Bulgaristan, dünya çapında internet erişim kolaylığı ve hızı bakımından en önde gelen ülkeler arasında yer alıyor. Tarım ve hayvancılık sektörü gelişmiş olan ülkede gıda, sanayi ve turizm sektörleri de ekonomiyi ayakta tutmaya çalışıyor.  

1300 yıldan uzun devlet geçmişine sahip Bulgaristan, önce 200 yıl Bizans, ardından yaklaşık 500 yıl Osmanlı egemenliğinde kaldı. Ülke Osmanlı-Rus Savaşı sonunda 1789’da bağımsızlığını ilan etti. 

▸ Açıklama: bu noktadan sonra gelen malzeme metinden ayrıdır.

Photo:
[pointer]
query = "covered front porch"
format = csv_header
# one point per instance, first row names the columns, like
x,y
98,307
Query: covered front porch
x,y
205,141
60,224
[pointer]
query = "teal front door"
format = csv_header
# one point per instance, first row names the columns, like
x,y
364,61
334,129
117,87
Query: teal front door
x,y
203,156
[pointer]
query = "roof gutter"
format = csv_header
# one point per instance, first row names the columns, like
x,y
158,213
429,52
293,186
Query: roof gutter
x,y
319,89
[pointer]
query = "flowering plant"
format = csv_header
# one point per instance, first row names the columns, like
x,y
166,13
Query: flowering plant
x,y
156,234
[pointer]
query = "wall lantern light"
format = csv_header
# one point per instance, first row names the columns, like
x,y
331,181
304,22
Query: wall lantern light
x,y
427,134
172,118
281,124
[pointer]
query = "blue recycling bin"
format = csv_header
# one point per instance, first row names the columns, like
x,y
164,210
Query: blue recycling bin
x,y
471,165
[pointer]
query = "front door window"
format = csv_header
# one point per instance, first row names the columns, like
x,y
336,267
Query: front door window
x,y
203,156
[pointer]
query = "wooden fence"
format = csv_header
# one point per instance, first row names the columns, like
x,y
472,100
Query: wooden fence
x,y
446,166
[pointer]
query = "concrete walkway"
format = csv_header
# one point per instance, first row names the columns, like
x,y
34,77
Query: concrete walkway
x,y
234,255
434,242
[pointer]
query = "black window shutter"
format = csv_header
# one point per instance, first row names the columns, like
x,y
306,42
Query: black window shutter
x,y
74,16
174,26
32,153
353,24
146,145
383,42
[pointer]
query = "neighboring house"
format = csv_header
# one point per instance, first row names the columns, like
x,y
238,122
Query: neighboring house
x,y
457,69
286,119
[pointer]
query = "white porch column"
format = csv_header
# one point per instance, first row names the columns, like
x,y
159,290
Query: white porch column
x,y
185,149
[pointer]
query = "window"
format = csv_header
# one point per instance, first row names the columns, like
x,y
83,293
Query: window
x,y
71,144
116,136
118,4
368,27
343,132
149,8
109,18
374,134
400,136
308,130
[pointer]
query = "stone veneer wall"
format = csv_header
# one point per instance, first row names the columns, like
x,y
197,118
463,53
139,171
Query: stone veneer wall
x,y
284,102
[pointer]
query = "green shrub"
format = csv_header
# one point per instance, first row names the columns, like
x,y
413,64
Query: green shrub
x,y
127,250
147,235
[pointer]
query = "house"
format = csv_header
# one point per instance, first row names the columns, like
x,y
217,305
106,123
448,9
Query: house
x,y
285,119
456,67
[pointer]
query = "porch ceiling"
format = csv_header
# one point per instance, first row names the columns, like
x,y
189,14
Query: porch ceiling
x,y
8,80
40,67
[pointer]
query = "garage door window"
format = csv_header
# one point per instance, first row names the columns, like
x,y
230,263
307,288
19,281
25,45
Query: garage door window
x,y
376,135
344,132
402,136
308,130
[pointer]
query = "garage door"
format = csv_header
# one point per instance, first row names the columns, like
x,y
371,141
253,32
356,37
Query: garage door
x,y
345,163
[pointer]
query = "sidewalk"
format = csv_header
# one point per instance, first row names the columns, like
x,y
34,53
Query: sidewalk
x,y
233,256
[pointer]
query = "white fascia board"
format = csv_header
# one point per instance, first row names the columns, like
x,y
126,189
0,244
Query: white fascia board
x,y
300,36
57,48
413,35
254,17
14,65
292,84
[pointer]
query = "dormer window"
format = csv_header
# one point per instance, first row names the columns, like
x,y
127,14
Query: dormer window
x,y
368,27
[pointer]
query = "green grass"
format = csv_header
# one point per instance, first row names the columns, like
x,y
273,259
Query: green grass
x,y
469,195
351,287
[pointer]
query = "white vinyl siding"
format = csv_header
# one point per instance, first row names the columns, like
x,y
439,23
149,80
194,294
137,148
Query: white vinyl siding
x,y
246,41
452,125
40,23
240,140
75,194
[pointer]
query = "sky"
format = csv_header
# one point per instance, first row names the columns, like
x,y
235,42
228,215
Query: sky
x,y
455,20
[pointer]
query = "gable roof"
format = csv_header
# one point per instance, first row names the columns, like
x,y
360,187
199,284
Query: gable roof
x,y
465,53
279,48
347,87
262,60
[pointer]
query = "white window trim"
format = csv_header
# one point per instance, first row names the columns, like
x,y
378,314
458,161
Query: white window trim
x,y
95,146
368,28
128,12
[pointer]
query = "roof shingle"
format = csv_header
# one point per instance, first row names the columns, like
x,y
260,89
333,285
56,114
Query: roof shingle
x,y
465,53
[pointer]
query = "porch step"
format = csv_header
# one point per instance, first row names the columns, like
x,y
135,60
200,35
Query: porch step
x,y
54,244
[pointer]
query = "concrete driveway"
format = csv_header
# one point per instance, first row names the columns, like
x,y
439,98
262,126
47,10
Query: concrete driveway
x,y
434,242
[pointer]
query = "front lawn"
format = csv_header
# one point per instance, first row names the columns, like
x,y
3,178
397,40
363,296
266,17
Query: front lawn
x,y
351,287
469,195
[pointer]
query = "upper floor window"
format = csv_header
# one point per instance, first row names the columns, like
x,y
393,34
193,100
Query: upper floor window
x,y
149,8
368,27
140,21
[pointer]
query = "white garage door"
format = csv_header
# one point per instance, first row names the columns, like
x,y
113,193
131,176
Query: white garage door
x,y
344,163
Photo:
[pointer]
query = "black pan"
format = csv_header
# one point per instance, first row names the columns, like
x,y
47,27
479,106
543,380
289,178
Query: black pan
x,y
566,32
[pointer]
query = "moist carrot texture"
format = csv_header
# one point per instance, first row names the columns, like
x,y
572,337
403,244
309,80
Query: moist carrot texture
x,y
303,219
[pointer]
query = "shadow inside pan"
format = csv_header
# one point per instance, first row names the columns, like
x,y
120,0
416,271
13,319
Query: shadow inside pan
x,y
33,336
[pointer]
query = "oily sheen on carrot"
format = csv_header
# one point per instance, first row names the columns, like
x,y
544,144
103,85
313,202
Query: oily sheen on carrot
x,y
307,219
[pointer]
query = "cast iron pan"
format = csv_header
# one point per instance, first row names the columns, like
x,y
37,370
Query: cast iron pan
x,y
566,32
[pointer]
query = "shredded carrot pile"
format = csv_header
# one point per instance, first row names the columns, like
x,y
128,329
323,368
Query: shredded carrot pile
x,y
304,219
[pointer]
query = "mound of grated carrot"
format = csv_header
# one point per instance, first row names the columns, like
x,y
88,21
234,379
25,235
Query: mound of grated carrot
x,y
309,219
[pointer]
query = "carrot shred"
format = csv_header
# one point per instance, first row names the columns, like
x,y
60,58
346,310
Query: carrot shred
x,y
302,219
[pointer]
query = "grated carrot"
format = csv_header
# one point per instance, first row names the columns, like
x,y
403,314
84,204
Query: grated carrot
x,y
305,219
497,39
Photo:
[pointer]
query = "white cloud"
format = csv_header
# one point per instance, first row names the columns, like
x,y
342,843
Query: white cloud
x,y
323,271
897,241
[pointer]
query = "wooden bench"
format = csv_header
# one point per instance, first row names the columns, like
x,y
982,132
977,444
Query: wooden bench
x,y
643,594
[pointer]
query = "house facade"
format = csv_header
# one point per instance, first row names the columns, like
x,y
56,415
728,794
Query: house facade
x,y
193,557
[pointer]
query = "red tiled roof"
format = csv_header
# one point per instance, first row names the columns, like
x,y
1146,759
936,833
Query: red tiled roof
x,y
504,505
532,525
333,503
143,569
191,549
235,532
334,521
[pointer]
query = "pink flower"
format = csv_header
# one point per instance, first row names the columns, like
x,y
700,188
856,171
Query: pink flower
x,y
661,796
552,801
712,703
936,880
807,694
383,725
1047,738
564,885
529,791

Bulgaristan çarlık dönemine son verdikten sonra 1944 ile 1989 yılları arasında diktatörlükle yönetildi. Diktatörlük döneminin son yıllarında 1985-1989 arasında ülkedeki Türk ve Müslüman nüfusunu eritmek amacıyla bir asimilasyon kampanyasına girişen Jivkov rejimi, 450 bin Türkün Türkiye’ye göç etmesine neden oldu. Türklerin etnik bilincini savunmasıyla başlayan komünizm karşıtı hareket çok partili geçişin önünü açtı.

Yolsuzluklarla mücadele ve adalet sisteminde yaşadığı sorunlar nedeniyle sürekli AB tarafından mercek altında tutulan Bulgaristan, hala Schengen ve Avro alanına katılmadı.